Paul, On 21.4.2006, at 21:22, Paul Suh wrote:
You should probably go back and re-think your design, so that you are no longer trying to save the single EO -- instead, your natural flow will be to save the entire state of the object graph tracked by the EC.
My archetypal wanna-save-part-of-graph situation is a simulated document-like environment.
For example, one of my projects allows the user to edit a number of "volumes" (they contain "pages", and the user places "ads" and "articles" to the "pages"). All the information is stored in one central database, and there are relationships which intertwine all the objects into a network without clean-cut bounds (for example, all "pages" and also "ads" link to the same list of "colour spaces"; the "user" who can edit different parts of the network has its own entity, too, and there are relationships between "users" and objects of all kinds they are editing, and so forth).

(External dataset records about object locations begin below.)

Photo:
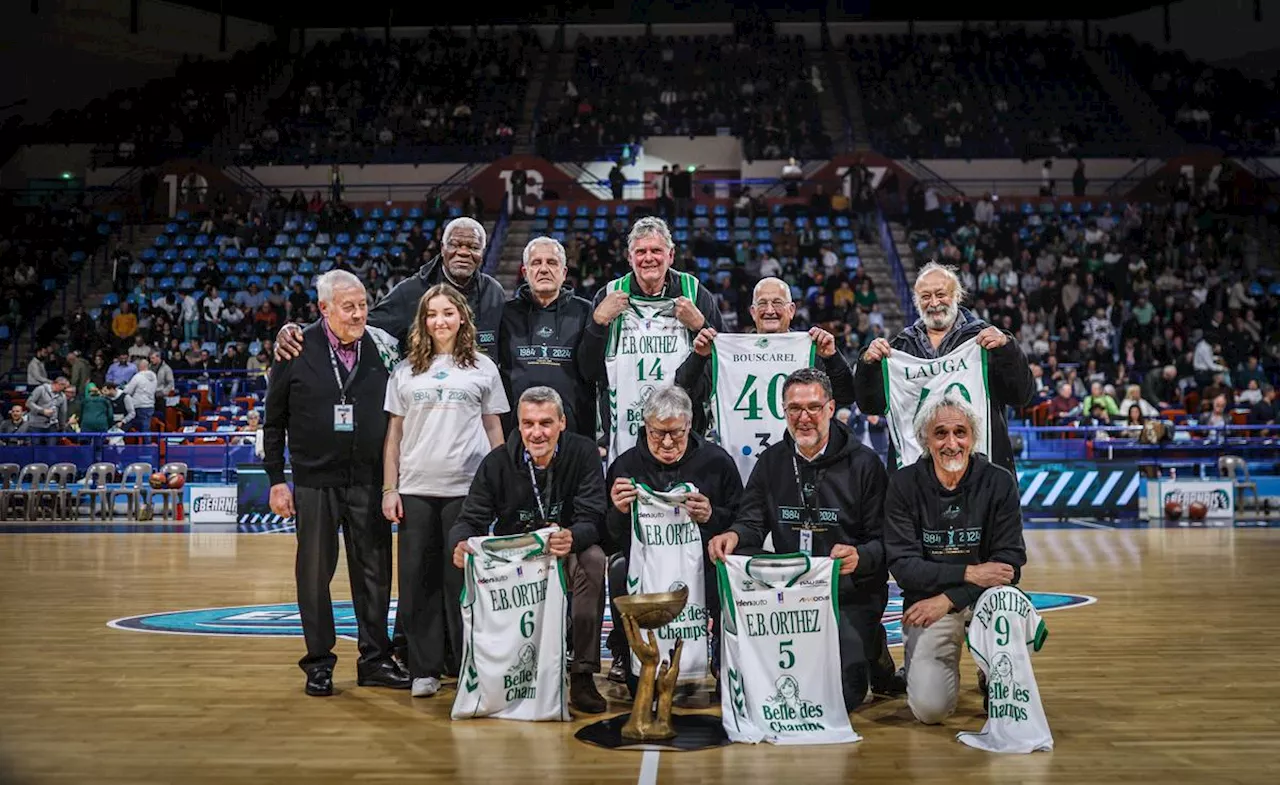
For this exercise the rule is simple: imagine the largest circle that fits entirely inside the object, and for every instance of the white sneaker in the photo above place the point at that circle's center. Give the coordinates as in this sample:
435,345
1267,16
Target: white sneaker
425,688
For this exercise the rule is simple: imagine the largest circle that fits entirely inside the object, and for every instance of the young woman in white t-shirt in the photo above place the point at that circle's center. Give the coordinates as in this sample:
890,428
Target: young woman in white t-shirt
446,401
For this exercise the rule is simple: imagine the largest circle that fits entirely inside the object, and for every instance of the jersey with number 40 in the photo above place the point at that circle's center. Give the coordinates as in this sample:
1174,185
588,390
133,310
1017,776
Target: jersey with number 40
748,373
780,651
513,617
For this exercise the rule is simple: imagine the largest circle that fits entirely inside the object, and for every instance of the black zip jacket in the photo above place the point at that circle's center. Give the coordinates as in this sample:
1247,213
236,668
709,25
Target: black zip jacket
848,502
1010,378
705,465
396,311
933,534
695,377
595,342
539,345
300,401
502,493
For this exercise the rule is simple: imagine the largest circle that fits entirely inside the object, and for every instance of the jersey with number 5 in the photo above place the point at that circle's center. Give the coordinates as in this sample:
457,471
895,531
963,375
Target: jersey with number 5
748,373
513,615
780,651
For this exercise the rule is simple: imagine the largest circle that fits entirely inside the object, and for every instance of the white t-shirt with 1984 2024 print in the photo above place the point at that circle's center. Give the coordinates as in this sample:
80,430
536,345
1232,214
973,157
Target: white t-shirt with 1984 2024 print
444,439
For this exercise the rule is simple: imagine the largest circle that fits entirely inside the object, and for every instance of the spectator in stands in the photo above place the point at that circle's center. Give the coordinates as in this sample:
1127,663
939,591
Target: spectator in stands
36,372
944,325
458,264
46,406
122,370
142,393
540,336
96,411
329,406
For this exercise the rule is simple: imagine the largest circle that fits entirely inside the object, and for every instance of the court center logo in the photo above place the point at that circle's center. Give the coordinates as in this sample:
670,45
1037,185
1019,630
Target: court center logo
283,620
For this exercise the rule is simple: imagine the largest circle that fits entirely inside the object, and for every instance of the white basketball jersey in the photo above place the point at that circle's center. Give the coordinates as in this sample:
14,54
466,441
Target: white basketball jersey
748,373
1004,631
667,553
909,382
645,346
780,651
513,625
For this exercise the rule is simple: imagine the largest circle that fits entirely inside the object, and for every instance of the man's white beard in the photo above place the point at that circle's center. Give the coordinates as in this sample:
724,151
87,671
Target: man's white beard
945,320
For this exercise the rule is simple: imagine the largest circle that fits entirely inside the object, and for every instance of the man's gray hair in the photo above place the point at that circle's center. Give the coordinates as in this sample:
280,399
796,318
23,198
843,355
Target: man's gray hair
542,395
333,281
933,267
786,290
549,241
926,416
667,404
465,223
647,227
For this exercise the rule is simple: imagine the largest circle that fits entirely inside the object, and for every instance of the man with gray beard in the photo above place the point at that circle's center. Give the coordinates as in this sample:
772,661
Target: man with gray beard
942,327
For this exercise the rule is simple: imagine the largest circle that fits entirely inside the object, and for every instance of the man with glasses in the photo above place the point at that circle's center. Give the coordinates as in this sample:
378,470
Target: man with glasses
461,258
668,455
538,342
821,492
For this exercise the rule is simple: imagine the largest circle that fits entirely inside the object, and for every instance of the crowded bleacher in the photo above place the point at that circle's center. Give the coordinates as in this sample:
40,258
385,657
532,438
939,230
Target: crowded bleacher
362,99
763,90
982,94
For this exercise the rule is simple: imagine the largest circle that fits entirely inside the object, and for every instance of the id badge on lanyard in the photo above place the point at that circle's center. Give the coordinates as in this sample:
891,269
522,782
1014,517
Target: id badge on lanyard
343,412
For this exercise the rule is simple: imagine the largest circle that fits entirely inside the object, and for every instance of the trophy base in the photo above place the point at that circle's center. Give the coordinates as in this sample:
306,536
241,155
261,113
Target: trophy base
693,733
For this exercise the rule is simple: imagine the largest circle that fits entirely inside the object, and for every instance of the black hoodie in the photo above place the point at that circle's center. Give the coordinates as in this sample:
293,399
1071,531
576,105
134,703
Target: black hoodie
539,346
397,310
932,534
1010,378
705,465
850,484
502,493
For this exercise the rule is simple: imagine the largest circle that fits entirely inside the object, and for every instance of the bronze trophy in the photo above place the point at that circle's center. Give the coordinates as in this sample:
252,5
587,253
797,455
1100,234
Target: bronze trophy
648,612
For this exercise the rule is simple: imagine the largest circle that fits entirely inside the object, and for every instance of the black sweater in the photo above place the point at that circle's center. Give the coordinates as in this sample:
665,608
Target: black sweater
705,465
300,401
1010,377
933,534
502,493
539,345
850,484
397,310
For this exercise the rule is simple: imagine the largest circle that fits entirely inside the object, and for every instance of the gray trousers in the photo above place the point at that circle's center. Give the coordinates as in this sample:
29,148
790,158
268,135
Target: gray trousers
933,666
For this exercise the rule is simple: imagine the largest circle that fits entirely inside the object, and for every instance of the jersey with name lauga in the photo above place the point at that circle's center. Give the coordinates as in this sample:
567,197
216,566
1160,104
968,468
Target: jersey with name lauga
444,438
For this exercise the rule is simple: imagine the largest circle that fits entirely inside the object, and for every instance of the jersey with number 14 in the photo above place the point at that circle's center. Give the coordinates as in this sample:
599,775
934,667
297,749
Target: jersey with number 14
780,651
645,346
513,616
748,373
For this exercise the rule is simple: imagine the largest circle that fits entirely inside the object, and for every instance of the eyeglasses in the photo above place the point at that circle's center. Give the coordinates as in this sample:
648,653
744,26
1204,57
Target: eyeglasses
813,410
662,436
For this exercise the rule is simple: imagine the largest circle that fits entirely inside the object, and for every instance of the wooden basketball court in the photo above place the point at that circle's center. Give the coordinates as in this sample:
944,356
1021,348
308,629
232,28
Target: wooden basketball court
1168,678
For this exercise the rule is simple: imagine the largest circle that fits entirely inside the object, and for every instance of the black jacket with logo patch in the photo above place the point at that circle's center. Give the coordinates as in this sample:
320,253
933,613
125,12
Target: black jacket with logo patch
539,346
849,484
502,493
397,310
932,534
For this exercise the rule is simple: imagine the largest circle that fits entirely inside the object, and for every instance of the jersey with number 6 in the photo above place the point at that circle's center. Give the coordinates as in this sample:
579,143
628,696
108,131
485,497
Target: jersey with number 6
780,651
645,346
1004,631
748,373
513,616
667,553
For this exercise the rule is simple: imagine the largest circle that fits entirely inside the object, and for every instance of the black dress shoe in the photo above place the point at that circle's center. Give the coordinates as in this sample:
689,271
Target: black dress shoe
320,683
385,674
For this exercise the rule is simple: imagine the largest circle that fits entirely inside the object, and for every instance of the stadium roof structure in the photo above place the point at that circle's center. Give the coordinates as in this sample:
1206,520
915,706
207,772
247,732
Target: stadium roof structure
378,13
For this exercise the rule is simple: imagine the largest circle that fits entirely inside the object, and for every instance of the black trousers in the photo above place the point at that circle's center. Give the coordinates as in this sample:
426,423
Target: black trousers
368,537
585,574
429,616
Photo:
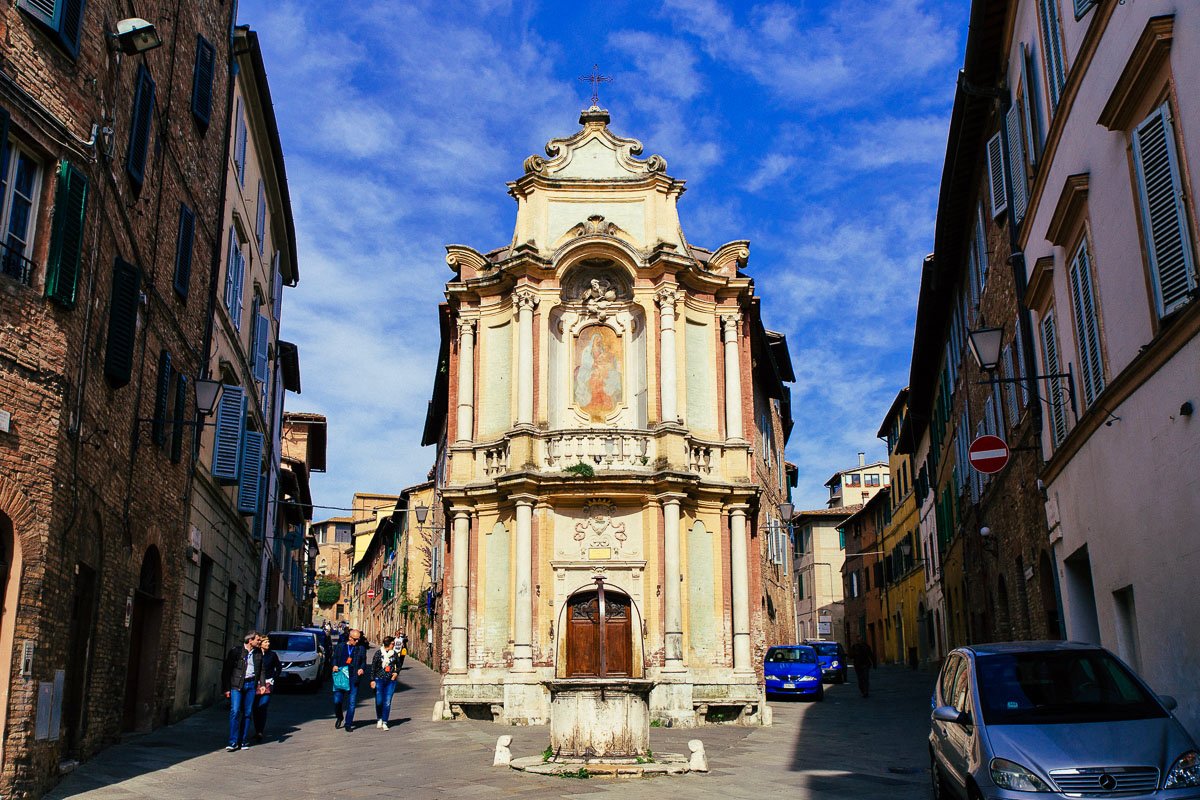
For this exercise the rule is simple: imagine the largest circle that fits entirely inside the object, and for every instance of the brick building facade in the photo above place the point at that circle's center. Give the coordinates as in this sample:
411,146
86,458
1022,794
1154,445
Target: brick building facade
112,194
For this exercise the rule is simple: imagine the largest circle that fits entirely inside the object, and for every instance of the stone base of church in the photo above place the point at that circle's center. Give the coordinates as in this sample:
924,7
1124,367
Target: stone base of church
676,701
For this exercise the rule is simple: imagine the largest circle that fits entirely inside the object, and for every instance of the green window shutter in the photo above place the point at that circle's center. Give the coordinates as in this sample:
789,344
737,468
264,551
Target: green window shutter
1163,215
1050,356
227,441
177,431
1087,329
66,235
202,80
139,126
161,398
184,246
250,482
123,323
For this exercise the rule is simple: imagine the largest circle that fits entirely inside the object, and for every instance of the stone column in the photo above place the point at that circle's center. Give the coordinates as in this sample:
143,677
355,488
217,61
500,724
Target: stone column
522,635
732,376
466,426
525,300
460,545
673,603
667,298
741,569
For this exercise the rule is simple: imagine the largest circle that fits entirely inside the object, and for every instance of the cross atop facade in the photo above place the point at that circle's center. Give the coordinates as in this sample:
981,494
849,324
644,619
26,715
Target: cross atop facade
595,79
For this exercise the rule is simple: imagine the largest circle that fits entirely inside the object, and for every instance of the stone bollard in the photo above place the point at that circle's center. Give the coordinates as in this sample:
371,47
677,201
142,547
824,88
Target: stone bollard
503,755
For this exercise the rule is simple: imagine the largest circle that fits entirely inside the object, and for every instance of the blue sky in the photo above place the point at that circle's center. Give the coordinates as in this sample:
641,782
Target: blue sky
816,130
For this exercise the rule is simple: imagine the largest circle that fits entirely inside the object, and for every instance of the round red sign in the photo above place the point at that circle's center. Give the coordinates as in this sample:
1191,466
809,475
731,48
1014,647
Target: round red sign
988,453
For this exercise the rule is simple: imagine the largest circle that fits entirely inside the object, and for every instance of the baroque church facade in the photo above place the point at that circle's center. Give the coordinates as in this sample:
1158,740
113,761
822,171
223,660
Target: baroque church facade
612,419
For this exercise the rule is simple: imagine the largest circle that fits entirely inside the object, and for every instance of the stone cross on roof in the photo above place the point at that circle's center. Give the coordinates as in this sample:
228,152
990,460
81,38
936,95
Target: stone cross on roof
595,79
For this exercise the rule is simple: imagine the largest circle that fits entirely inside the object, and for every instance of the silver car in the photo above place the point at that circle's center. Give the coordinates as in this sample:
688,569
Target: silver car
1060,719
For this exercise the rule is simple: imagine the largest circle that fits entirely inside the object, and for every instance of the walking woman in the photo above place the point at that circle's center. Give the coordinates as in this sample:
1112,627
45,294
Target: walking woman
271,669
384,672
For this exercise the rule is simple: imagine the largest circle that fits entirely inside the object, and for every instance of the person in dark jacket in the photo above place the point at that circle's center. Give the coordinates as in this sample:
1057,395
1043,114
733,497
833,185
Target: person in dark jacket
384,674
351,656
241,675
863,659
271,669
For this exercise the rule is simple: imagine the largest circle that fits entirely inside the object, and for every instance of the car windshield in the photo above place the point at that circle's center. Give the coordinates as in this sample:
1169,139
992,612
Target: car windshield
1060,686
793,655
293,642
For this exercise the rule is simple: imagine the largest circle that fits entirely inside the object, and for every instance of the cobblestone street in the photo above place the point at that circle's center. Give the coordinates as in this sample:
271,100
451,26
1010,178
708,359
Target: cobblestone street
844,747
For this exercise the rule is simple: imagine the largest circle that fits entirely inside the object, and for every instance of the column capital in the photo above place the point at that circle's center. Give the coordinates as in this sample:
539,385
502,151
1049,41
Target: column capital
525,299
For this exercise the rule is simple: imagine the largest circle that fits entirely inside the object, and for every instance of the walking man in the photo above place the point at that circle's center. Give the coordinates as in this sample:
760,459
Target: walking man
384,672
863,659
241,675
349,663
271,669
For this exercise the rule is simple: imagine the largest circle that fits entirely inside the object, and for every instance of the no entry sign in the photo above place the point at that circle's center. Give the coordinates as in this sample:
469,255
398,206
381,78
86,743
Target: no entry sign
989,455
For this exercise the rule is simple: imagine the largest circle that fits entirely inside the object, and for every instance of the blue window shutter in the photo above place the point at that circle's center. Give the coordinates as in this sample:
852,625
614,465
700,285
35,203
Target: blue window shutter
139,126
261,223
123,323
184,246
161,398
66,236
227,443
1163,214
250,482
262,341
202,80
996,173
71,25
177,431
1087,328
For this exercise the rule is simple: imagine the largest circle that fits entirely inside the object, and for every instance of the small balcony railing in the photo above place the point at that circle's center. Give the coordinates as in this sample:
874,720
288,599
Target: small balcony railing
15,265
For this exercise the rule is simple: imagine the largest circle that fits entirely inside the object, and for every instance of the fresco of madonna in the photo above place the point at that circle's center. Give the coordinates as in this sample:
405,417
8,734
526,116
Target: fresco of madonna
598,379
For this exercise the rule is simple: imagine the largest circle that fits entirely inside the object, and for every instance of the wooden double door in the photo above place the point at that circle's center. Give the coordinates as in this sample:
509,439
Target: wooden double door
599,636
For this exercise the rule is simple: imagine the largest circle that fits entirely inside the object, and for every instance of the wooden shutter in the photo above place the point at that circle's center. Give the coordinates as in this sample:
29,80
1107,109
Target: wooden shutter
161,398
71,25
261,222
139,126
1163,215
184,245
123,323
1087,329
1017,164
202,80
227,443
177,431
66,236
262,341
1030,103
996,173
251,481
1050,356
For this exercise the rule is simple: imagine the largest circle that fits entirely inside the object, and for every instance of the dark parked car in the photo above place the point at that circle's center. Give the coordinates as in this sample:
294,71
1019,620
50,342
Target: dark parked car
793,669
1059,719
833,660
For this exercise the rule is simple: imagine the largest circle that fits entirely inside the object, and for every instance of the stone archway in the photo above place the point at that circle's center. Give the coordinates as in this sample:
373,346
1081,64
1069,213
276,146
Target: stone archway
599,635
145,629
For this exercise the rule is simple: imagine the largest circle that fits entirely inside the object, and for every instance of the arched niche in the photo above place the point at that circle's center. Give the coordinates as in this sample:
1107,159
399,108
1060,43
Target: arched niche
577,651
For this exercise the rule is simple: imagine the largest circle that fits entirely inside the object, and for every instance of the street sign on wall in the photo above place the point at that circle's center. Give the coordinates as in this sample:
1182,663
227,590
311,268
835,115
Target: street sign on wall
988,453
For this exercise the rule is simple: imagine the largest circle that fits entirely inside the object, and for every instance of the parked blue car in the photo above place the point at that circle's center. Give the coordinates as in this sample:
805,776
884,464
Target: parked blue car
832,657
793,669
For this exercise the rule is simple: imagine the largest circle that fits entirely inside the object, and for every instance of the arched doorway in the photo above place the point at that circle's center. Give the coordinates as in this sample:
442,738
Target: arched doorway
145,625
599,635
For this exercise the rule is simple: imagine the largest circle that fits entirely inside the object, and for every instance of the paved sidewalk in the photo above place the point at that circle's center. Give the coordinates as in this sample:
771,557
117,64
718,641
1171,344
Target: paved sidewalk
843,749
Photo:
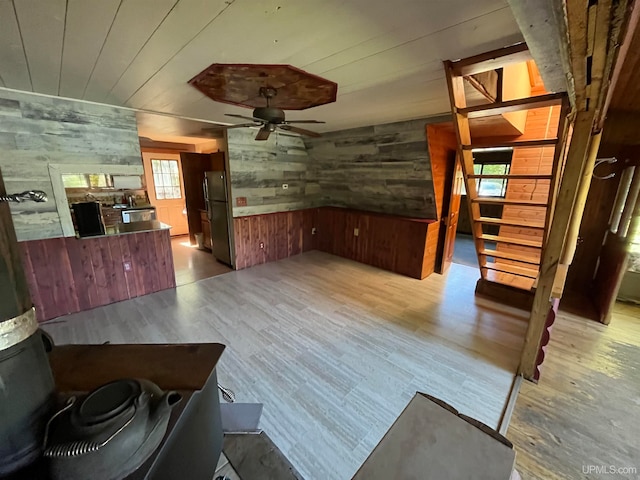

Now, the user assumes that (a) he can open more "volumes" at once, (b) he can save changes made inside each of them independent on the others.
Possibly I am overlooking something very obvious, but I do not see a general, clean, and easy solution: either I use one EC, in which case I cannot save separately (without some real hackery :)), or I use more EC's, but then there are relationships which cross the EC boundaries. Also, I do not see (perhaps just caused by my blindness of course!) any obvious design error in the above.